Predicting the longitudinal changes of levodopa dose requirements in Parkinson’s disease using item response theory assessment of real‐world Unified Parkinson's Disease Rating Scale
Author(s) -
Chae Dongwoo,
Chung Su Jin,
Lee Phil Hyu,
Park Kyungsoo
Publication year - 2021
Publication title -
cpt: pharmacometrics and systems pharmacology
Language(s) - English
Resource type - Journals
SCImago Journal Rank - 1.53
H-Index - 37
ISSN - 2163-8306
DOI - 10.1002/psp4.12632
Subject(s) - rating scale , item response theory , parkinson's disease , levodopa , disease , psychology , longitudinal study , polytomous rasch model , physical medicine and rehabilitation , medicine , physical therapy , psychometrics , clinical psychology , developmental psychology , pathology
Item response theory (IRT) has been recently adopted to successfully characterize the progression of Parkinson's disease using serial Unified Parkinson's Disease Rating Scale (UPDRS) measurements. However, it has yet to be applied in predicting the longitudinal changes of levodopa dose requirements in the real‐world setting. Here we use IRT to extract two latent variables that represent tremor and non‐tremor‐related symptoms from baseline assessments of UPDRS Part III scores. We show that relative magnitudes of the two latent variables are strong predictors of the progressive increase of levodopa equivalent dose (LED).
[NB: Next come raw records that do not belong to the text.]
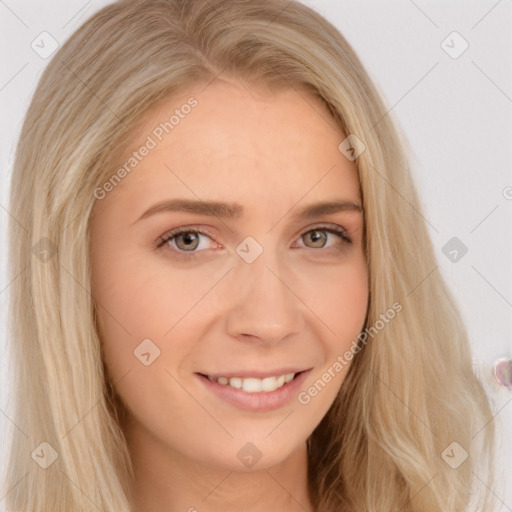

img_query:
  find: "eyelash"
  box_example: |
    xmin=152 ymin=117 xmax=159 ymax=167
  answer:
xmin=155 ymin=226 xmax=352 ymax=260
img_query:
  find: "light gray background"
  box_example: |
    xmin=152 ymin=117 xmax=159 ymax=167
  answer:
xmin=0 ymin=0 xmax=512 ymax=511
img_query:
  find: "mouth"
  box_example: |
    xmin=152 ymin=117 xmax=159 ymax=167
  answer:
xmin=196 ymin=368 xmax=312 ymax=412
xmin=199 ymin=370 xmax=305 ymax=393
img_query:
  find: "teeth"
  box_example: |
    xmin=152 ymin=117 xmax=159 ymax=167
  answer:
xmin=208 ymin=373 xmax=295 ymax=393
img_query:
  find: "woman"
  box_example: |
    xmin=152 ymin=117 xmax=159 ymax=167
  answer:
xmin=6 ymin=0 xmax=493 ymax=512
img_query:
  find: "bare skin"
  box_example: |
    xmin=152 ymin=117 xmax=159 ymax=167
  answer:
xmin=91 ymin=79 xmax=368 ymax=512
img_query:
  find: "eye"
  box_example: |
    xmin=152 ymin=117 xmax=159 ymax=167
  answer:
xmin=155 ymin=226 xmax=352 ymax=259
xmin=301 ymin=226 xmax=352 ymax=249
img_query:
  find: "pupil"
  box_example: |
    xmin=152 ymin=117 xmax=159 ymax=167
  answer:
xmin=181 ymin=233 xmax=197 ymax=249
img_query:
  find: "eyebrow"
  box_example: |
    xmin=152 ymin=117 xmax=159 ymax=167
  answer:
xmin=135 ymin=199 xmax=363 ymax=222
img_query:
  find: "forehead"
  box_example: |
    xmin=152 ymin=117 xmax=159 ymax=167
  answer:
xmin=97 ymin=80 xmax=359 ymax=219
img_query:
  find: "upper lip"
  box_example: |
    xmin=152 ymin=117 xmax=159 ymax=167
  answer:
xmin=196 ymin=366 xmax=310 ymax=379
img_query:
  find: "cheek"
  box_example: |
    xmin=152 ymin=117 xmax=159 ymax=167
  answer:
xmin=303 ymin=252 xmax=369 ymax=340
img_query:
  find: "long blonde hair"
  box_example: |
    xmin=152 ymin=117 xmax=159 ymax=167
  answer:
xmin=4 ymin=0 xmax=494 ymax=512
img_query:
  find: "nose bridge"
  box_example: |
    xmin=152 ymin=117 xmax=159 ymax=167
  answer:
xmin=227 ymin=244 xmax=303 ymax=342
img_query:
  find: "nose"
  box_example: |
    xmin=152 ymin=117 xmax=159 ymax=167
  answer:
xmin=226 ymin=250 xmax=305 ymax=344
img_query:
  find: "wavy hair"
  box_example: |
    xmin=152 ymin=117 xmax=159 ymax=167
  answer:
xmin=5 ymin=0 xmax=495 ymax=512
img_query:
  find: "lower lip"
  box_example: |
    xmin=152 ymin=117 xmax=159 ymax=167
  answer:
xmin=197 ymin=370 xmax=311 ymax=412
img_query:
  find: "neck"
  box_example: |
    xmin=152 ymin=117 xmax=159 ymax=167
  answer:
xmin=128 ymin=422 xmax=313 ymax=512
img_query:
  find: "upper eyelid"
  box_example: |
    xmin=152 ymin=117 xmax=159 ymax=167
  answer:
xmin=156 ymin=223 xmax=353 ymax=249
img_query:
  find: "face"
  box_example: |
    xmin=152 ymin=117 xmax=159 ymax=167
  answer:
xmin=91 ymin=79 xmax=368 ymax=471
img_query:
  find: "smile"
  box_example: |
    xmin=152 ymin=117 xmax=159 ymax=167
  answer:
xmin=207 ymin=373 xmax=296 ymax=393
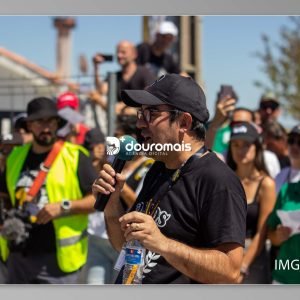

Retrospectively collected item‐level UPDRS Part III scores and longitudinal records of prescribed medication doses of 128 patients with de novo PD extracted from the electronic medical records were used for model building. Supplementary analysis based on a subset of 36 patients with at least three serial assessments of UPDRS Part III scores suggested that the two latent variables progress at significantly different rates. A web application was developed to facilitate the use of our model in making individualized predictions of future LED and disease progression.